At the time, CCBP was filling 350-400 backpacks a week. Six years later, that number has ballooned to 900.
Approximately 92 percent of the children at Whitley North Elementary School receive free or reduced-price lunches based on their families’ low incomes. Other schools in the area have similar percentages. The Corbin Backpack Program, Mountain Outreach, and local churches and food pantries all work to help these families have the food they need throughout the year.
“Food is such a basic necessity,” said Jamirae Holbrook, Executive Director for Extended Services at Cumberlands. “It can heavily impact how we act around others, what we accomplish in school and even how we view our lives. We want these kids to be full, happy and confident in their futures. Additionally, part of Cumberlands’ mission is to instill service and leadership into our students. The Backpack Program is making a difference for these children, and we are grateful to be a part of that.”

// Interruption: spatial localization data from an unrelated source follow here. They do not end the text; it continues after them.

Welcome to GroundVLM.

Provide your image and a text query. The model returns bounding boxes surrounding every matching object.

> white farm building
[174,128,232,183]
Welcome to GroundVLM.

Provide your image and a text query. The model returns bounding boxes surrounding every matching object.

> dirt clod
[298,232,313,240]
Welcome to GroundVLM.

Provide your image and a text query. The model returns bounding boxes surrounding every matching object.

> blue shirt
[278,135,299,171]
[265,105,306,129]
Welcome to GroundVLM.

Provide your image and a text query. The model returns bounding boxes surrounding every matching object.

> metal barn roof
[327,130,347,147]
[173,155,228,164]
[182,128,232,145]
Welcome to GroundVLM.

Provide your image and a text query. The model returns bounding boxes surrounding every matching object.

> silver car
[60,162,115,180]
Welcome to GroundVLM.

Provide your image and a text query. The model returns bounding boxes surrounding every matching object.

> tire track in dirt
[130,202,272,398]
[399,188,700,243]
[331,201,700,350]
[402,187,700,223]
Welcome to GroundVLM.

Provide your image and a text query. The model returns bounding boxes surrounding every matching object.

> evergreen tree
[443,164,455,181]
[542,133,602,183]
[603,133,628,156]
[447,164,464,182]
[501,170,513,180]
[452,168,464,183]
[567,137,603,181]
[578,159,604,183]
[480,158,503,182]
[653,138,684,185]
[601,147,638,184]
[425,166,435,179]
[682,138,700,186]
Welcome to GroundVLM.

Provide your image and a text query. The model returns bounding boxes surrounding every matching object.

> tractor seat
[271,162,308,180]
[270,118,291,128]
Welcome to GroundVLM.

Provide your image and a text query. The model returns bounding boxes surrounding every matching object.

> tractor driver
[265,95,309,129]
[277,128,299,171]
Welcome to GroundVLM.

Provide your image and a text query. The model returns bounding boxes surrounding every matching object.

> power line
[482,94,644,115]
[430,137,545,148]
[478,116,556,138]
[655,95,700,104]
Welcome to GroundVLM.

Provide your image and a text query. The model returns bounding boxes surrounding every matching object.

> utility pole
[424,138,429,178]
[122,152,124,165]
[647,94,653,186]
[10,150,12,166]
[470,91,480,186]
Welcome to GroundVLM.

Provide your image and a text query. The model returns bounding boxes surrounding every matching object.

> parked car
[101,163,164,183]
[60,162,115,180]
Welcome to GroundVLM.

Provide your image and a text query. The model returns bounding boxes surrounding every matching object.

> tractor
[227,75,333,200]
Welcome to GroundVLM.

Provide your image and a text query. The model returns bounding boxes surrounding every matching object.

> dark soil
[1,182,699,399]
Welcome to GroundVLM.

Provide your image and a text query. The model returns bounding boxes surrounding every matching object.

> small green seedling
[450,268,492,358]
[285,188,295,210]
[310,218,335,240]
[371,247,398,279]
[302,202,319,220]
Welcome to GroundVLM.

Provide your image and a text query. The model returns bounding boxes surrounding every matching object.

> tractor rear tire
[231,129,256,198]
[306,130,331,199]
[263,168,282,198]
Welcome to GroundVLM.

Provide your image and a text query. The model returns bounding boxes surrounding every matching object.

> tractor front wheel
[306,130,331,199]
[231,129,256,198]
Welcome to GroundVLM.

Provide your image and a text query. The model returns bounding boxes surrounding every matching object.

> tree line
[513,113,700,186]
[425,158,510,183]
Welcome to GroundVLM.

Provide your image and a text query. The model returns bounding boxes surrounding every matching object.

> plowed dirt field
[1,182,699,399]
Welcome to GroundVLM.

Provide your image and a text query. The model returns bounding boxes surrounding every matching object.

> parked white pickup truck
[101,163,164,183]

CCBP packs bags every Monday evening during the school year, and according to Cox, they could always use more volunteers. (For more information, follow Corbin Community Backpack Program on Facebook.) During summertime, when kids are at home, Cumberlands’ outreach program Appalachian Ministries hosts Bible camps for children in the area, and several local churches and ministries run food pantries or offer weekly community meals.